Re: [PATCH v2] btf_encoder: Teach pahole to store percpu variables in vmlinux BTF.

[Date Prev][Date Next][Thread Prev][Thread Next][Date Index][Thread Index]

 



Em Wed, Jun 03, 2020 at 01:02:26PM -0700, Hao Luo escreveu:
> On Wed, Jun 3, 2020 at 11:58 AM Arnaldo Carvalho de Melo <acme@xxxxxxxxxx>
> wrote:
> 
> > Em Wed, Jun 03, 2020 at 10:22:44AM -0700, Hao Luo escreveu:
> > > On SMP systems, the global percpu variables are placed in a speical
> > > '.data..percpu' section, which is stored in a segment whose initial
> > > address is set to 0, the addresses of per-CPU variables are relative
> > > positive addresses [1].
> > >
> > > This patch extracts these variables from vmlinux and places them with
> > > their type information in BTF. More specifically, when we encode BTF,
> > > we find the shndx of the '.data..percpu' section and then traverse
> > > the symbol table to find those global objects which are in this section.
> > > For each of these objects, we push a BTF_KIND_VAR into the types buffer,
> > > and a BTF_VAR_SECINFO into another buffer, percpu_secinfo.
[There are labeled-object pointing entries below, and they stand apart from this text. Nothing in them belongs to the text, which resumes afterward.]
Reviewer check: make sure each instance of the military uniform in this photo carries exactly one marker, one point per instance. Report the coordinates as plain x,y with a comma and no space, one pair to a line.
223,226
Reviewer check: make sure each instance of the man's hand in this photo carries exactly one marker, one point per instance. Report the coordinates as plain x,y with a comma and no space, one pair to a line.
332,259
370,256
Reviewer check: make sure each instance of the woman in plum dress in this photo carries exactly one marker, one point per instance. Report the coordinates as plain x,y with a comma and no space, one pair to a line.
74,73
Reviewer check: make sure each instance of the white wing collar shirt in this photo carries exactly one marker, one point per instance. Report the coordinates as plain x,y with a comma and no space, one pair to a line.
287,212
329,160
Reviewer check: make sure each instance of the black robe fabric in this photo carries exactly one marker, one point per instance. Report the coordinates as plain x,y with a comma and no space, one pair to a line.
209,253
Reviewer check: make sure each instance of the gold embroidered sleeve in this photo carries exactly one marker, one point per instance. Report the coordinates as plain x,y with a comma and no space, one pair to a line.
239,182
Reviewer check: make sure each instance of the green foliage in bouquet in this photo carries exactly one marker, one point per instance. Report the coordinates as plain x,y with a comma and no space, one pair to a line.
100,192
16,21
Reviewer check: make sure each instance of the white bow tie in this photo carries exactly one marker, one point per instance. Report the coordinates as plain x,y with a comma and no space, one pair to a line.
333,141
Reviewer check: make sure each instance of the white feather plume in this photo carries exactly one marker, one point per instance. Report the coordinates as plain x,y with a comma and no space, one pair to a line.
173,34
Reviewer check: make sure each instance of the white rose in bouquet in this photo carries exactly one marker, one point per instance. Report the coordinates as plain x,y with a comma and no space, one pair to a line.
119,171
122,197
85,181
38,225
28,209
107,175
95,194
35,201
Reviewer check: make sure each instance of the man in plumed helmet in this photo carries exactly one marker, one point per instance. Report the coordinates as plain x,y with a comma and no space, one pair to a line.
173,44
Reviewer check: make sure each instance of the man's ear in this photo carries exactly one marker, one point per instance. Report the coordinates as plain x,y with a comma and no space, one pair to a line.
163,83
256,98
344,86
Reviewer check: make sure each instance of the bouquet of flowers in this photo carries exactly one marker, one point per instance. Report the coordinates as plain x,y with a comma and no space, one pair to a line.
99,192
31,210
When all the
> > > CUs have finished processing, we push a BTF_KIND_DATASEC into the
> > > types buffer, followed by the percpu_secinfo's content, that is, an
> > > array of BTF_VAR_SECINFOs.
> > >
> > > In a v5.7-rc7 linux kernel, I was able to extract 294 such variables.
> > > The space overhead is small.
> > >
> > > Testing:
> > >
> > > Before:
> > >  $ readelf -SW vmlinux | grep BTF
> > >  [25] .BTF              PROGBITS        ffffffff821a905c 13a905c 2d2bf8
> > 00   A  0   0  1
> > >
> > > After:
> > >  $ pahole -J vmlinux
> > >  $ readelf -SW vmlinux  | grep BTF
> > >  [25] .BTF              PROGBITS        ffffffff821a905c 13a905c 2d5bca
> > 00   A  0   0  1
> > >
> > > Common percpu vars can be found in the BTF section.
> > >
> > >  $ bpftool btf dump file vmlinux | grep runqueues
> > >  [14098] VAR 'runqueues' type_id=13725, linkage=global-alloc
> > >
> > >  $ bpftool btf dump file vmlinux | grep 'cpu_stopper'
> > >  [17592] STRUCT 'cpu_stopper' size=72 vlen=5
> > >  [17612] VAR 'cpu_stopper' type_id=17592, linkage=static
> > >
> > >  $ bpftool btf dump file vmlinux | grep ' DATASEC '
> > >  [63652] DATASEC '.data..percpu' size=0 vlen=294
> > >
> > > References:
> > >  [1] https://lwn.net/Articles/531148/
> > > Signed-off-by: Hao Luo <haoluo@xxxxxxxxxx>
> > > ---
> > >  btf_encoder.c | 125 ++++++++++++++++++++++++++++++++++++++++++++++++++
> > >  dwarves.c     |   6 +++
> > >  dwarves.h     |   2 +
> > >  libbtf.c      |  86 ++++++++++++++++++++++++++++++++++
> > >  libbtf.h      |   7 +++
> > >  pahole.c      |   1 +
> > >  6 files changed, 227 insertions(+)
> > >
> > > diff --git a/btf_encoder.c b/btf_encoder.c
> > > index df16ba0..92d73be 100644
> > > --- a/btf_encoder.c
> > > +++ b/btf_encoder.c
> > > @@ -168,6 +168,27 @@ int btf_encoder__encode()
> > >       return err;
> > >  }
> > >
> > > +
> > > +#define HASHADDR__BITS 8
> > > +#define HASHADDR__SIZE (1UL << HASHADDR__BITS)
> > > +#define hashaddr__fn(key) hash_64(key, HASHADDR__BITS)
> >
> > Yeah, that is in the ctf_encoder.c, I have to move them to a central
> > location, so its fair you, for the sake of doing it as fast as possible,
> > do it locally.
> >
> 
> Arnaldo, could you advise on where is the best place to put these macros? I
> can do it as a preparatory patch in the next iteration. Thanks!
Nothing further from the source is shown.